The Australian ETF industry experienced its strongest net inflows in nine months in July, and despite continued market volatility with economic and geopolitical pressures weighing on global markets throughout 2022, ETFs remain a popular investment choice.

The Australian ETF industry has not had a single month of negative outflows over the last 10 years and continue to remain positive for 2022, albeit at a muted level of $0.6bn for August.

five new products launched

New products launched in August include Australia’s first Metaverse-focused ETF, the BetaShares Metaverse ETF (ASX: MTAV).

iShares joined forces with NAB Private Wealth to launch two multi-asset ETFs and a first of its kind “megatrends” thematic ETF in August.

The company said the listing of iShares Balanced ESG ETF (IBAL) (ASX:IBAL)iShares High Growth ESG ETF IGRO (ASX:IGRO) and the iShares Future Tech Innovators ETF ITEK (ASX:ITEK) offer “a low-cost, well-diversified investment solution to help Australians achieve their long-term financial and sustainable investment goals”.

iShares also launched the iShares Global Aggregate Bond ESG AUD Hedged ETF (AESG) in August to give “Australian investors a simple, low-cost way to access a globally diversified basket of over 21,000 fixed income securities including government, government-related, corporate, securitised and green bonds”.

In terms of category flows, the industry flows remained focused on equities, with international equities, followed by fixed income receiving the highest level of flows.

Source: BetaShares

Australian equities as a category received net outflows, which BetaShares noted was unsurprising given the very large institutional trade mentioned in August.

Source: BetaShares


ETF investors ‘holding their nerve’

BetaShares chief commercial officer Ilan Israelstam told Stockhead the Australian ETF industry continues to show commendable resilience in the face of ongoing market volatility.

“This resilience is a result of the fact that, in general, ETF investors are not only holding their nerve but are also continuing to allocate more capital to their investment portfolio as they seek to progress on their long-term financial goals,” he said.

“Investors are continuing to show a high degree of sophistication when it comes to portfolio construction.”

He said international equities exposures like the BetaShares Nasdaq 100 ETF (ASX: NDQ) as well as fixed income exposures like BetaShares Australian Composite Bond ETF (ASX: OZBD) found favour with investors over the past month.

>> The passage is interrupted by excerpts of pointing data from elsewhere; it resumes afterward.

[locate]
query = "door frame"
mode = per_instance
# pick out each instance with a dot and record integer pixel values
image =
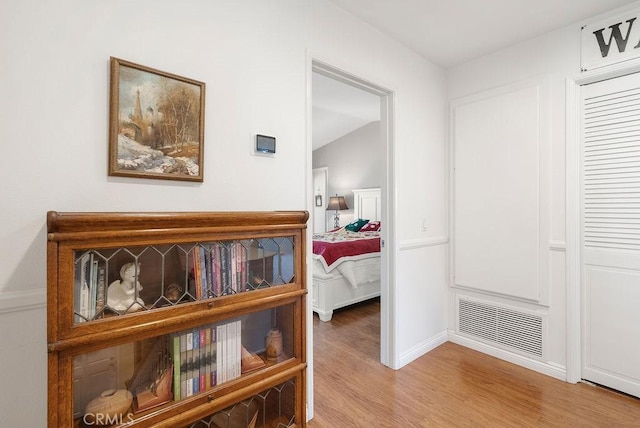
(388, 355)
(573, 225)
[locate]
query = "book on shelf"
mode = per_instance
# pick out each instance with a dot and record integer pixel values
(82, 286)
(205, 356)
(101, 293)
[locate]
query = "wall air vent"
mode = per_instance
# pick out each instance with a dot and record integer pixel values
(510, 328)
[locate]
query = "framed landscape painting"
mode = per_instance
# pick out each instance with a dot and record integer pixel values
(156, 127)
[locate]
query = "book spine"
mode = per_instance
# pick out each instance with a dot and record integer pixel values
(224, 265)
(203, 359)
(206, 255)
(83, 307)
(101, 289)
(203, 268)
(196, 361)
(214, 353)
(217, 287)
(184, 361)
(93, 288)
(176, 366)
(245, 268)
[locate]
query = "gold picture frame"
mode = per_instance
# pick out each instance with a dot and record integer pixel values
(156, 123)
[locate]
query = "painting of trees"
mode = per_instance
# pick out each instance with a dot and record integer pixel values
(157, 123)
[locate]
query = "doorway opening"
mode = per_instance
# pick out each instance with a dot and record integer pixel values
(384, 107)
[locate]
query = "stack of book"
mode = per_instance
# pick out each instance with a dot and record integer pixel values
(90, 288)
(220, 269)
(204, 357)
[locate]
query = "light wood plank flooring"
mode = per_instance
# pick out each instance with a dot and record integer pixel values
(451, 386)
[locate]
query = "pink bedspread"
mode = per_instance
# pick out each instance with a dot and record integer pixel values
(334, 247)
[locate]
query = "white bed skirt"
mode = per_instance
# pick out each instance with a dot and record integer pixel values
(333, 290)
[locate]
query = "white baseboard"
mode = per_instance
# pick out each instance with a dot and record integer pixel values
(548, 369)
(421, 349)
(15, 301)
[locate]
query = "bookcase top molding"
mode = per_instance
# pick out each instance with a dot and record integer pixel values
(63, 223)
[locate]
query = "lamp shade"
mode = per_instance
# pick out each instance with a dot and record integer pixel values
(337, 203)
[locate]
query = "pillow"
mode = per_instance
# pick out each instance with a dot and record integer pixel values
(372, 226)
(355, 225)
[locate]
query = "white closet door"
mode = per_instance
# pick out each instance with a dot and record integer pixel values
(611, 234)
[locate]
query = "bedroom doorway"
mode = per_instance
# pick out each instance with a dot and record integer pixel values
(384, 172)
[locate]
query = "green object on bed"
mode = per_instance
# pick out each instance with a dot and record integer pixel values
(355, 225)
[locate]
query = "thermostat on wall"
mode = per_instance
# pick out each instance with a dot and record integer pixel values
(265, 144)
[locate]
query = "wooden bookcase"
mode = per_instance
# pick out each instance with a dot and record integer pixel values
(176, 319)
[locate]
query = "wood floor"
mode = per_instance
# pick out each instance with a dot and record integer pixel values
(451, 386)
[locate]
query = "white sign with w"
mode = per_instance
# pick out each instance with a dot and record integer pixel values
(611, 40)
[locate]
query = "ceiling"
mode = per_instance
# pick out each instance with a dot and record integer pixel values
(451, 32)
(447, 33)
(339, 109)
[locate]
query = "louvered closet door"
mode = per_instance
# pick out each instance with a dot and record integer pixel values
(611, 234)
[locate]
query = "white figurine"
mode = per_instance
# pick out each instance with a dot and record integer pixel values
(123, 295)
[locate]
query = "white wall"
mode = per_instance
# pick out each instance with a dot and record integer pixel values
(549, 58)
(254, 57)
(354, 161)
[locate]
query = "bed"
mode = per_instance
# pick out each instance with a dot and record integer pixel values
(346, 263)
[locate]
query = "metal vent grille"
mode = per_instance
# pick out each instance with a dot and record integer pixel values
(516, 330)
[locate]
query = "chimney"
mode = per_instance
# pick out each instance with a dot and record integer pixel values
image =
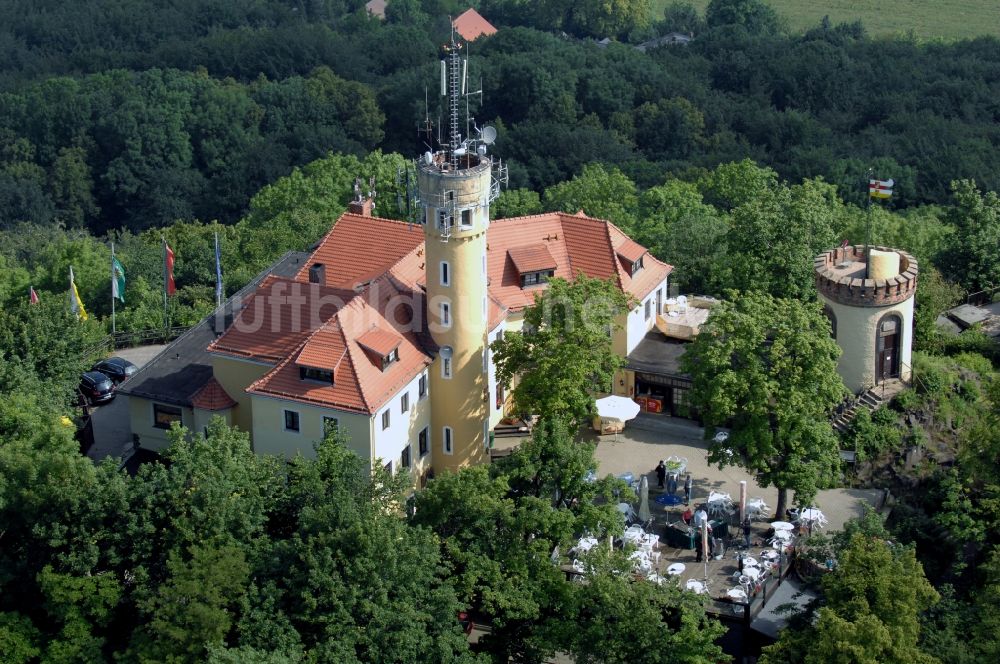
(362, 207)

“On the other side of the ledger, the Australian equities category saw outflows thanks to a large redemption in another issuer’s broad market ETF – that being said, the BetaShares Australia 200 ETF (ASX: A200) actually saw strong inflows over the month of August,” he said.

“Again, ETFs continue to prove themselves as the vehicle of choice for an increasing number of Australian investors thanks their inherent qualities as a convenient, cost-effective and transparent investment solution.”